The Aurora Project tient une place à part dans le paysage prog. En seulement 3 albums, les Hollandais ont su créer une identité musicale bien à eux incarnée par la voix expressive et originale de leur frontman et affirment cette singularité à chaque nouvelle production. Entre rock et metal progressif, The Aurora Project ressemble beaucoup dans l'approche artistique aux Allemands de Subsignal et de Sylvan, deux groupes aux influences visiblement proches de celles des Néerlandais. Le décès d'un de leurs guitaristes, Mark Vooijs en 2014, a conduit le groupe à faire une pause d'un an avant de retourner en studio et de nous proposer aujourd'hui un nouvel opus.
"World Of Grey" est le quatrième album des Bataves en 11 ans. Une régularité qui confine à la minutie tant leur travail est précis. Les quatre ans réglementaires qui séparent deux albums constituent une étape essentielle dans la gestation créative du groupe. Malgré une guitare en moins, cette livraison 2017 s'inscrit dans une continuité artistique faite d'une écriture inspirée, d'un propos plus intéressant que la moyenne, d'arrangements travaillés et d'une technique sans faille au service de la mélodie et du concept.
Comme ses prédécesseurs, "World Of Grey" est un concept-album dont le thème est la guerre, et les textes abordent ce thème sous différents aspects (médias, enrôlement des populations, implications sociétales, guerre technologique). Chez les Hollandais, la musique sert systématiquement le concept et les ambiances sont en adéquation avec chaque thème abordé. Ainsi les parties douces et aériennes illustrent les doutes et l'attente inquiète qui précèdent les hostilités alors que les thèmes les plus enlevés surviennent lorsque les conflits éclatent ('Dronewars').
La mélodie est au centre des préoccupations du groupe lors de l'écriture tout comme les arrangements très travaillés. Ajoutez à cela une production impeccable et une interprétation sans faille, et l'émotion est présente à de nombreuses reprises, magnifiée par la voix atypique et très expressive de Dennis Binnekade qui livre une prestation de haute volée tout au long de l'album.
"World Of Grey" intègre la plupart des codes du prog moderne et navigue entre progressif, néo-prog et metal, même si ce dernier aspect est beaucoup moins présent que sur le précédent album. Les riffs sont légers et précis, les soli souvent aériens, voire planants ('Stone Eagle', 'Circles In The Water') et les changements d'ambiance et ruptures rythmiques émaillent chaque titre, contribuant à déclencher un intérêt permanent pour des phases s'enchaînant avec une grande fluidité. Quelques breaks incluent des parties parlées, ciment du concept de l'album ('World Of Grey', 'Stone Eagle').

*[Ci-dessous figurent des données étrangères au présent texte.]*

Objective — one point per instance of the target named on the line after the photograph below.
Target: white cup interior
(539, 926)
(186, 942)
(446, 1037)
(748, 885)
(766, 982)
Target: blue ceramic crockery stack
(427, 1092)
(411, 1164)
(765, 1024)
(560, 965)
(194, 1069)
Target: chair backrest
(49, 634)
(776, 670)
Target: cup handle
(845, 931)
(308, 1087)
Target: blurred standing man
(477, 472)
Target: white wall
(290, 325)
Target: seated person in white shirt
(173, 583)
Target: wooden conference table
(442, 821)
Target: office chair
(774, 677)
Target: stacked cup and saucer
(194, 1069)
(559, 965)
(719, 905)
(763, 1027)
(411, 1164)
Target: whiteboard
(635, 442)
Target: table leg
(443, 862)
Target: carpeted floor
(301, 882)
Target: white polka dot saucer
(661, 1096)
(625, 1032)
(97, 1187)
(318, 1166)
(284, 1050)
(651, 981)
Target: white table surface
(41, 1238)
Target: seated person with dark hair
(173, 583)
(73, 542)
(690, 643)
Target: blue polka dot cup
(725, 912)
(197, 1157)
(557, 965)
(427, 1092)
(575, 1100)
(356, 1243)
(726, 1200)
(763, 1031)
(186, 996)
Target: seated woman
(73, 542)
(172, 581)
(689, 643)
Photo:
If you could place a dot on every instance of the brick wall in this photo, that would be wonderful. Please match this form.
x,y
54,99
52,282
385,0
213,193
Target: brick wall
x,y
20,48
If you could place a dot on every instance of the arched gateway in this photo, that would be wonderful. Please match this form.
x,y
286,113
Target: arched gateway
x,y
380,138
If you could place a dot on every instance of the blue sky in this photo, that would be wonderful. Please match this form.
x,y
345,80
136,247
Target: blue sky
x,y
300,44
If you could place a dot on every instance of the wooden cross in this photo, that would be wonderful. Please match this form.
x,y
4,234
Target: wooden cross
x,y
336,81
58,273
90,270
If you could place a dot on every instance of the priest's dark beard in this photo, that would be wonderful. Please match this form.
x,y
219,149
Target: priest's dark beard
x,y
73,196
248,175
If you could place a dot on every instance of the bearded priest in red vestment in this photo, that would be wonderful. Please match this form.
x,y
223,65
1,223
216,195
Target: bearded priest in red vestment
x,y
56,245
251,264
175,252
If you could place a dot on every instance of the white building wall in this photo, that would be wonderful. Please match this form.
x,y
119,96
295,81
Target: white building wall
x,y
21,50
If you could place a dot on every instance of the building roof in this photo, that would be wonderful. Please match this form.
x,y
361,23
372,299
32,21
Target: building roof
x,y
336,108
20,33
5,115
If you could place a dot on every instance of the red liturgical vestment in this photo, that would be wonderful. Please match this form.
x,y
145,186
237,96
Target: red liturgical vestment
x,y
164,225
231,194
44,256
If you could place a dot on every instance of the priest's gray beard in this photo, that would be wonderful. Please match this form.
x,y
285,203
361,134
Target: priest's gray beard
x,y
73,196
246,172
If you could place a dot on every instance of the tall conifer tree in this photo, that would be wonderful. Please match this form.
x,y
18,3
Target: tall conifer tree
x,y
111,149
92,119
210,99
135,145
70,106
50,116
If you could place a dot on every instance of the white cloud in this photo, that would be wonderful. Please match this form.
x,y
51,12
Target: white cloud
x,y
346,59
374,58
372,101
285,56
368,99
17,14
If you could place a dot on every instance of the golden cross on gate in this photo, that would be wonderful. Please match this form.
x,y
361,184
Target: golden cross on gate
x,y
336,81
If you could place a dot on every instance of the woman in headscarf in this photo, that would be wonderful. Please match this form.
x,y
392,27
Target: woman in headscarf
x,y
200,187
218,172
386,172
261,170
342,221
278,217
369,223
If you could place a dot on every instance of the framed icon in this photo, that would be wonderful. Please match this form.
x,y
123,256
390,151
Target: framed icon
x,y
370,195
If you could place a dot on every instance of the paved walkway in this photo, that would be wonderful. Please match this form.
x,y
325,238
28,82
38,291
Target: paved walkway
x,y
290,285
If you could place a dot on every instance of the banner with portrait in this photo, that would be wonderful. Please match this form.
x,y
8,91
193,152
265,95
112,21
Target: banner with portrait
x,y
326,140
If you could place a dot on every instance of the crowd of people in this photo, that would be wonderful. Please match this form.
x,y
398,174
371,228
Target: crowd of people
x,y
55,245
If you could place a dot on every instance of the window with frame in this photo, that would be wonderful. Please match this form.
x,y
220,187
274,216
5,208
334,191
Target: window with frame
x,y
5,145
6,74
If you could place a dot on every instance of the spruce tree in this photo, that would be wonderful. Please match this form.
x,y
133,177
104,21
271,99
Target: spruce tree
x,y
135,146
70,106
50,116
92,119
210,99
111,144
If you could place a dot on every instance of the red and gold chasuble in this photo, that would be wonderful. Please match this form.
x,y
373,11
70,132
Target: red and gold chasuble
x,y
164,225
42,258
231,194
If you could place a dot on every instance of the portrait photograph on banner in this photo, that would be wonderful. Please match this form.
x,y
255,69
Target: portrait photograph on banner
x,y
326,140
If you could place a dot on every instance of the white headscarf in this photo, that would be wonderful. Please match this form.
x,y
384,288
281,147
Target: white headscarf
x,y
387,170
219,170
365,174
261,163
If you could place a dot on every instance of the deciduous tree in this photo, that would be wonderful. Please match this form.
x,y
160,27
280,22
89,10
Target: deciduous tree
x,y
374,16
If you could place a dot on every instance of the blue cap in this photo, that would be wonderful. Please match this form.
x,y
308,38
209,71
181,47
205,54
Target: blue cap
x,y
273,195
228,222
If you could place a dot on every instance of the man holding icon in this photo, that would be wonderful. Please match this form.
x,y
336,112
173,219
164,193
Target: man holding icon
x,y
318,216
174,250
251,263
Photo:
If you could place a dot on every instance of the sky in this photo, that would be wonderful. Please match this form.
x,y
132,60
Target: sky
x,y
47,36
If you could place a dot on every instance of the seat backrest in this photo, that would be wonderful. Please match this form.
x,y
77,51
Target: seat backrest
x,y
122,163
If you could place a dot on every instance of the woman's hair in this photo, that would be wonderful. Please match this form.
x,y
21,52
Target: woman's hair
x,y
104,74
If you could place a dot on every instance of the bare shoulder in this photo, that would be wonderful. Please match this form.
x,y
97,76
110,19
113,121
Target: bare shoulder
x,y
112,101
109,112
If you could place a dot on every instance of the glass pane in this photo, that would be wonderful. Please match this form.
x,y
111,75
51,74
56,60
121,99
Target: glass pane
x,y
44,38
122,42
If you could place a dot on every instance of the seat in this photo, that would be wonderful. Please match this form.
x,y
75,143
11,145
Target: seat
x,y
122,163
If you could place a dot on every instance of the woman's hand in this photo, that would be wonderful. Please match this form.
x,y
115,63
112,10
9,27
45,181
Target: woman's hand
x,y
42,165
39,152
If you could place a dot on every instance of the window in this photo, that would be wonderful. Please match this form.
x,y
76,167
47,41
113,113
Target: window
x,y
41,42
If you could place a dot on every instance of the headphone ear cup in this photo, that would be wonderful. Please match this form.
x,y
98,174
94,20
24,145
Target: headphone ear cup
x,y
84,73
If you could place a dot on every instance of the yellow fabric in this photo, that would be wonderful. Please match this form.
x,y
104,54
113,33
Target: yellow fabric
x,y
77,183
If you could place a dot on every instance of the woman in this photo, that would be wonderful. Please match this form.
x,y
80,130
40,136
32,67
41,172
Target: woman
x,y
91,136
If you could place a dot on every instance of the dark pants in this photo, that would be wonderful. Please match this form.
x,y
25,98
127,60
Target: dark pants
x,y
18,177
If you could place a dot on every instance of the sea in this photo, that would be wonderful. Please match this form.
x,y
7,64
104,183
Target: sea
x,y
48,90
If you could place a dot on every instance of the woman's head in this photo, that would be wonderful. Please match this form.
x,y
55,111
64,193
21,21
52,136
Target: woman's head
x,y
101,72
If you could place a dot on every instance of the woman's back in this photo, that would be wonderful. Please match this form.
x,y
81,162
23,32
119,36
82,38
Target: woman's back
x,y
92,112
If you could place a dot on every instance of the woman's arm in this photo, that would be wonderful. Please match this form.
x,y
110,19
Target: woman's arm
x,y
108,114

En 2006, nous voyions en The Aurora Project un groupe d'avenir malgré une livraison au concept indigent. Vision prémonitoire puisque les Hollandais n'ont cessé de progresser et comptent aujourd'hui parmi les têtes de pont d'un rock progressif léché et inventif. "World Of Grey" en est l'aboutissement et plaira à tous les amateurs de prog et de néo et particulièrement à ceux de Pendragon, Arena, Pink Floyd, Sylvan, Subsignal ou Manfred Mann. C'est certainement un album qui comptera cette année parmi les productions majeures du domaine, de la part d'un groupe qui ne cesse de surprendre et qui sera désormais très attendu, … dans quatre ans.